CTC analysis should be particularly useful in cancer types such as lung cancer where obtaining tumour biopsies poses significant challenge, particularly pre and post therapy. CTCs are identified based on EpCam and cytokeratin expression and absence of CD45 (a white blood cell (wbc) marker) using CellSearch technology (Veridex).

In chemo-naive Small Cell Lung Cancer (SCLC) patients (n=50), CTCs were detected in 86% patients (median 28, range 0-44896). CTC number (#) increased with disease stage and was highest in patients with liver metastases. The median survival for patients with CTC# >300 was 134 days and 443 days where CTC# was <2.  Immunofluorescent detection of CD56 (a neuro-endocrine marker) in SCLC CTCs was heterogeneous but consistent with expression in primary tumours. CTC# was pharmacodynamic, decreasing after one cycle of etoposide/platinum chemotherapy. Bcl-2, an anti-apoptotic drug target, is amplified in ~40% SCLC patients and was detectable in SCLC CTCs using fluorescence in situ-hybridisation; potentially, Bcl-2 amplification will predict sensitivity to Bcl-2 targeted drugs. CTC# and % apoptotic CTCs (analysed by nuclear morphology) are now being applied as pharmacodynamic biomarkers in early clinical trials of pro-apoptotic drugs.
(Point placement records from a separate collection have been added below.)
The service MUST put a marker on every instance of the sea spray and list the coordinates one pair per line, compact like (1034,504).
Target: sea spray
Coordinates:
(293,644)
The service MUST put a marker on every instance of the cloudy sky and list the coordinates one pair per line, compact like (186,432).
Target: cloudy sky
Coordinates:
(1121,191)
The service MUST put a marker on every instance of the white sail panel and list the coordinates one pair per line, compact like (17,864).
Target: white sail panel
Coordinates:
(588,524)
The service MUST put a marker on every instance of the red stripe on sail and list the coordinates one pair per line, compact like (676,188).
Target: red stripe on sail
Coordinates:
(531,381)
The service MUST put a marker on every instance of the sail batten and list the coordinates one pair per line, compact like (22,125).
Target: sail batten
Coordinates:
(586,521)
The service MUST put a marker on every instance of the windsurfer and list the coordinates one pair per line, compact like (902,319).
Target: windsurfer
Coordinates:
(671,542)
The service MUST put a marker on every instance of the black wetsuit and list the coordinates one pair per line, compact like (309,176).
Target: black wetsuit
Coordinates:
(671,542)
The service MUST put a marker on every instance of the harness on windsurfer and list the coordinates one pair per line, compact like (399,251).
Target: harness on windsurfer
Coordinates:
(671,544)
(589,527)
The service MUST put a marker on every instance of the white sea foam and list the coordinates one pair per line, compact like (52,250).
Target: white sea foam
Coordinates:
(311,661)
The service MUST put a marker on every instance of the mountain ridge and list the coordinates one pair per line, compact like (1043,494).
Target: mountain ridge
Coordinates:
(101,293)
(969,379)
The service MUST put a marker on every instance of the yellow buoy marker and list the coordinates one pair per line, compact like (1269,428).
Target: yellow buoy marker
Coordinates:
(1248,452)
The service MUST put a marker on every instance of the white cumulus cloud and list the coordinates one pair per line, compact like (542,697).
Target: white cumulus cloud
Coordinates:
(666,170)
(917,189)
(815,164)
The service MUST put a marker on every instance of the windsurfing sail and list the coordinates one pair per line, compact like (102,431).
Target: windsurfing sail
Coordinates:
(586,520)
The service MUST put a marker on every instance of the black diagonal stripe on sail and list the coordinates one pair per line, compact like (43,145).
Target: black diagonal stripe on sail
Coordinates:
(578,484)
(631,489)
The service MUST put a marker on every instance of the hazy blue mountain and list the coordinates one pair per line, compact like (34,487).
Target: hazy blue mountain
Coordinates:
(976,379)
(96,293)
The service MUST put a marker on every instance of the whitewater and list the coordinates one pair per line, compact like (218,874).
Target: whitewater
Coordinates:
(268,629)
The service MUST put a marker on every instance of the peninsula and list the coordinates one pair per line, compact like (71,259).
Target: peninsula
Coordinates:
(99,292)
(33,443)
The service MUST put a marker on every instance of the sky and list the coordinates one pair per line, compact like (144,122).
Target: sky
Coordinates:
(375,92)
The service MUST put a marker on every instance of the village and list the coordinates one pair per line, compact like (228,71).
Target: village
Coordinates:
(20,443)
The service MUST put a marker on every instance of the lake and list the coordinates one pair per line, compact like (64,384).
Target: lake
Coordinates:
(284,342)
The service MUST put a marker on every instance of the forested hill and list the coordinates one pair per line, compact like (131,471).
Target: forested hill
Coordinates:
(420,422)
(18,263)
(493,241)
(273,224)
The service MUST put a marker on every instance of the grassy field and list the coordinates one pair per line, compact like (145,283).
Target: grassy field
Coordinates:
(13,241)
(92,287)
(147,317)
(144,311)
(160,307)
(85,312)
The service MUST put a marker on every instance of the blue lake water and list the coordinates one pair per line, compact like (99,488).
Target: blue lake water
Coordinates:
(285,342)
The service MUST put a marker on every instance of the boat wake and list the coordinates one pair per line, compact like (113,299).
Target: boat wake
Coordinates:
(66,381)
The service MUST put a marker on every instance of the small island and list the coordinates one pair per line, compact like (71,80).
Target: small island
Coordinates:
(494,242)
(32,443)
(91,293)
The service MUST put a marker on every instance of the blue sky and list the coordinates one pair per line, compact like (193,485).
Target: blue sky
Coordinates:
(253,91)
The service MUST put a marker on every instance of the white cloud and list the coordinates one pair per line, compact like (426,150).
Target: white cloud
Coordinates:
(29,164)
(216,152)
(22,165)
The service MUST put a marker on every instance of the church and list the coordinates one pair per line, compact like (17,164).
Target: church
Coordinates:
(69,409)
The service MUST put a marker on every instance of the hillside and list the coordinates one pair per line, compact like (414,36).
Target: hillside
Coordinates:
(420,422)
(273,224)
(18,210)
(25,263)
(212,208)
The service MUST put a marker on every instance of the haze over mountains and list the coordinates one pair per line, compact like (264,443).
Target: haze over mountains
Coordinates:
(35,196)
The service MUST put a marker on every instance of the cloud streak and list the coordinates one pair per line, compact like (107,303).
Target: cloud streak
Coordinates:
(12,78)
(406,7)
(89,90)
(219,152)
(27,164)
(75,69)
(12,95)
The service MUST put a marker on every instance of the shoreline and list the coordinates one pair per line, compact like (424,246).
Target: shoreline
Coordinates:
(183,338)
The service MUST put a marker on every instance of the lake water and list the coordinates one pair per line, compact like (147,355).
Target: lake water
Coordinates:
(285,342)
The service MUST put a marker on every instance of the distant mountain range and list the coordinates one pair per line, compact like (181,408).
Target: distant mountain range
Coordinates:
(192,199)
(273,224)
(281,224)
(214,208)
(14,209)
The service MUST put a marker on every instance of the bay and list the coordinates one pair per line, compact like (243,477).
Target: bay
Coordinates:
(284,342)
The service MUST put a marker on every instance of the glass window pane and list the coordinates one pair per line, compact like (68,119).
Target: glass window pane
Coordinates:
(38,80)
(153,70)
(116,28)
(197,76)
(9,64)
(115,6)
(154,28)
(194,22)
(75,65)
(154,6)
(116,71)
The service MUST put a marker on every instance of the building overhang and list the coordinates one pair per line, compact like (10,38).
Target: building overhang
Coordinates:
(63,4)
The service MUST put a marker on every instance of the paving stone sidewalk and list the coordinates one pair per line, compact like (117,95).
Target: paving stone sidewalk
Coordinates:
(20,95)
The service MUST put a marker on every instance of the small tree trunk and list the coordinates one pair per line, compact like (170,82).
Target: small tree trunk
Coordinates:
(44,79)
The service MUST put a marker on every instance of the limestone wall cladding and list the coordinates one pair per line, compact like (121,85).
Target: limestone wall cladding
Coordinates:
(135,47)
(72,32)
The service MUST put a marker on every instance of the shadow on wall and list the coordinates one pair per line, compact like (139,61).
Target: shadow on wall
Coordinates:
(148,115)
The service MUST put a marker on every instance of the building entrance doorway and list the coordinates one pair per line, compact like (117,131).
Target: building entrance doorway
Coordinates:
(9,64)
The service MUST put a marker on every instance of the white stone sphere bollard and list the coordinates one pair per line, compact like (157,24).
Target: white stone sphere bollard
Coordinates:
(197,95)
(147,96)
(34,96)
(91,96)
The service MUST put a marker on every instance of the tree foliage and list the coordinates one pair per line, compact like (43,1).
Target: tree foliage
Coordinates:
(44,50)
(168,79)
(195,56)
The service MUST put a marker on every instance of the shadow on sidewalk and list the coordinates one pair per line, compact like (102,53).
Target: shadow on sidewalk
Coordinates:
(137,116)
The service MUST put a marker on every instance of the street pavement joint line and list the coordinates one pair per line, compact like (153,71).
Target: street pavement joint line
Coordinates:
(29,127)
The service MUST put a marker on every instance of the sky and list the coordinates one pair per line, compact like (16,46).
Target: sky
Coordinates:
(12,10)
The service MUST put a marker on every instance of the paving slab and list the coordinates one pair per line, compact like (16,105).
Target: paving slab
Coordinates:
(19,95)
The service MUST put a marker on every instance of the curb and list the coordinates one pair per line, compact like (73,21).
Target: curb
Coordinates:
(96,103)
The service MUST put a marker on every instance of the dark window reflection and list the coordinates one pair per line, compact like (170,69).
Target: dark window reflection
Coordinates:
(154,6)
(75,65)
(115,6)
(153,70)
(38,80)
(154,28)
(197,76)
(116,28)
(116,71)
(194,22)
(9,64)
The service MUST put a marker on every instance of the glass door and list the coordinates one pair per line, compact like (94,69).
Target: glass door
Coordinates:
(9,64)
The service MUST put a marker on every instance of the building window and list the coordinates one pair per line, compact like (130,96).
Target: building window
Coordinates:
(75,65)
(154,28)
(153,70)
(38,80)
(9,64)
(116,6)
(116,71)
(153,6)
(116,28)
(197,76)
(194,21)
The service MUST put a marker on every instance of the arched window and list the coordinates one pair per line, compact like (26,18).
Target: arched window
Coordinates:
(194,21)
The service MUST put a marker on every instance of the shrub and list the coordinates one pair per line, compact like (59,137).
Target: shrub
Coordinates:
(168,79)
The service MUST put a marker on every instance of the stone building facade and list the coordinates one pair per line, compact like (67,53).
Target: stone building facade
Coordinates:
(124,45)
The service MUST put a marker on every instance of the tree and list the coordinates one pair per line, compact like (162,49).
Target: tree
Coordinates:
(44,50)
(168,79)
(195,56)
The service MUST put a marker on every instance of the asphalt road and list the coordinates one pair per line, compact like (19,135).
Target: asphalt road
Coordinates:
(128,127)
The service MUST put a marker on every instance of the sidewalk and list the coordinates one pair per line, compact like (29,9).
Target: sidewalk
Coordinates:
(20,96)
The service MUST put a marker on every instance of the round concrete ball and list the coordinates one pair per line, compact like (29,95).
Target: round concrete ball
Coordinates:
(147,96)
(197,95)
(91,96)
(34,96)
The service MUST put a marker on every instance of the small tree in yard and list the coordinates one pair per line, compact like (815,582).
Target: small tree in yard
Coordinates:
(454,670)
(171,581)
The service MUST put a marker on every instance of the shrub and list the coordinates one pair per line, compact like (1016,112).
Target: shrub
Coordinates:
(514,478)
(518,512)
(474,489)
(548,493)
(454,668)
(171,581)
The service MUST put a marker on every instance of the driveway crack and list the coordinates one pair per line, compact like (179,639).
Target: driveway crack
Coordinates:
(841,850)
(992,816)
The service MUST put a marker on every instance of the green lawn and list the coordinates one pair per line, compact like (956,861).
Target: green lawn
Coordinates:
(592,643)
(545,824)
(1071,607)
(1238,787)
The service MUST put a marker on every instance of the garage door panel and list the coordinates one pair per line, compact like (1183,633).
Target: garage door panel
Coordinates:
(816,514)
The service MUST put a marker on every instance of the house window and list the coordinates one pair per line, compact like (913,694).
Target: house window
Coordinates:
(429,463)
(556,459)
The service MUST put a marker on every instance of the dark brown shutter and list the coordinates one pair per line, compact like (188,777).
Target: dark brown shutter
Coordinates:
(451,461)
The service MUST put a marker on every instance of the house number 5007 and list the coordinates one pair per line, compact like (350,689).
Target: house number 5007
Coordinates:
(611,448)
In Non-Small Cell Lung Cancer (NSCLC) patients (n=87), CTCs were detected in 30% patients with advanced stage disease and a CTC# of >5 in 7.5ml blood predicts for a worse progression free and overall survival. Dynamic changes in CTC# were observed after standard chemotherapy suggesting that CTC# may be useful in early prediction of response to investigational drugs. Immunohistochemistry has been optimised to characterise NSCLC CTCs using ISET technology that isolates CTCs by size and morphology. Thyroid transcription factor 1 (TTF1, a routinely used diagnostic marker for NSCLC) expression is used to confirm the identity of NSCLC CTCs.

Overall, our data suggest that CTC analysis is a powerful addition to the biomarker portfolio for drug development in lung cancer.